In Detroit, a coalition of foundations, public housing officials, nonprofits, and banks are working to stimulate the single-family home finance system through an innovative new mortgage program. In New Hampshire, a local foundation has teamed up with its public health partners to reduce substance use among the state’s youth. In rural Virginia, a community foundation is supporting an aging-in-place leadership team made up of public and nonprofit partners. And in Seattle, a prominent foundation has been working closely with city and county officials to reduce youth homelessness in the region.

Successful partnerships such as these are just a few examples of past winners of the HUD Secretary’s Award for Public-Philanthropic Partnerships. These annual competitive awards recognize excellence in partnership between the public and philanthropic sectors.

Since 2012, 50 foundations have received a Secretary’s Award for their efforts to collaborate with public sector partners. This innovative group of funders and government partners represents a diverse pool of perspectives, interests, and experiences. Throughout the years since the inception of the awards, winning initiatives have impacted diverse fields such as housing, community development, economic development, health, safety, education, workforce development, and disaster resilience. Initiatives have taken place in various settings, from rural to urban, across the United States.

To better tap into this expertise and create new opportunities for learning and exchange among foundations and their public partners, HUD and the Council on Foundations launched the Excellence in Public-Philanthropic Partnerships Exchange. The Exchange is a community of practice that will support and improve public-philanthropic partnerships by creating a space for foundation and government representatives with proven track records for innovative collaboration to exchange ideas, information, lessons learned, research, tools, and other resources.

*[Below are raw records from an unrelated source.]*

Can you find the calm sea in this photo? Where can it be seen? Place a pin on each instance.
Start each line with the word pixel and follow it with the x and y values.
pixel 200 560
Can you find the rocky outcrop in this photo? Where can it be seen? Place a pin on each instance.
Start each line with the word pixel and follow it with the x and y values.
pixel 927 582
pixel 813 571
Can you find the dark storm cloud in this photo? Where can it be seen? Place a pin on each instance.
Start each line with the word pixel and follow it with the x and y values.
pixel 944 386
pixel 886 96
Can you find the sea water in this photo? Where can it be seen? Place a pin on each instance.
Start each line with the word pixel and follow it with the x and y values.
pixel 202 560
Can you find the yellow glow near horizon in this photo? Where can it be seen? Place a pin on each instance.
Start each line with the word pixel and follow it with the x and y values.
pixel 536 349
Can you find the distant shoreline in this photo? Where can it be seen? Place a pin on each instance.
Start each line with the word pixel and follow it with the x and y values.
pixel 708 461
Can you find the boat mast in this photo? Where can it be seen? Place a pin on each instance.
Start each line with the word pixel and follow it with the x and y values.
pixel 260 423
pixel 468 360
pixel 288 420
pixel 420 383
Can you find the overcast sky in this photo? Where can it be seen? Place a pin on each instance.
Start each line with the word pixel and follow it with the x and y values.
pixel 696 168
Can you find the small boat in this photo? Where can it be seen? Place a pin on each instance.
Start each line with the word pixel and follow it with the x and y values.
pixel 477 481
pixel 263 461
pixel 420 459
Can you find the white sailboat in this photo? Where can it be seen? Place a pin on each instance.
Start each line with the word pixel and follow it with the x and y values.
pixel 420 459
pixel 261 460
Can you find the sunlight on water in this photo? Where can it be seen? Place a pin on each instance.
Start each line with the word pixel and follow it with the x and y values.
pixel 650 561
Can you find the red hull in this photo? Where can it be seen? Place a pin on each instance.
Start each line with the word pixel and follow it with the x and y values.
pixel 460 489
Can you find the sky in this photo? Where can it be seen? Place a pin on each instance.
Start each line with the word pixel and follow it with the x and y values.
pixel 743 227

All previous Secretary’s Awards winners — foundations and government partners — are invited to participate in the exchange.

This Exchange is designed to:

  • Highlight and share best practices and promising strategies for effective partnership between philanthropy and government;
  • Provide a space for collaborative problem solving, such as troubleshooting, workshopping, and improving existing and future public-philanthropic partnerships; and
  • Build a network of philanthropic and government representatives invested in incubating and expanding partnerships between the two sectors.

To accomplish these goals, the Exchange is made up of three components.

  1. Online Exchange. The virtual hub of the Exchange is a digital platform that is supported by the Council on Foundations and comoderated by the council and HUD. This online forum will allow members of the Exchange to directly engage their peers, share resources, and discuss different projects or issues.
  2. In-Person Convening. HUD and the Council on Foundations will host an annual networking and learning convening for the members of the Exchange that will be aligned with the annual HUD Secretary’s Awards ceremony.
  3. Peer Engagement: HUD and the Council on Foundations will arrange conference calls or webinars for members of the Exchange to learn from their peers about topics selected by the members.

Partnerships between foundations and government institutions are opportunities to leverage resources, utilize the knowledge and skills of both sectors more effectively, and address common objectives. A partnership can allow all parties to achieve goals that might be otherwise out of reach if each entity were acting alone. In many instances, solutions are not under the control of only one sector but require broad collaboration to make effective progress. Thus, public-philanthropic partnerships will continue to be an important strategy for philanthropy and government to best achieve their goals.

HUD and the Council on Foundations intend the Excellence in Public-Philanthropic Partnerships Exchange to be a tool to strengthen existing public-philanthropic partnerships and help foster new ones. Participants will be part of a network of skilled practitioners collaborating across traditional borders. Together, government and foundations have the potential to tackle some of the biggest challenges facing communities nationwide through creative cross-sector partnerships.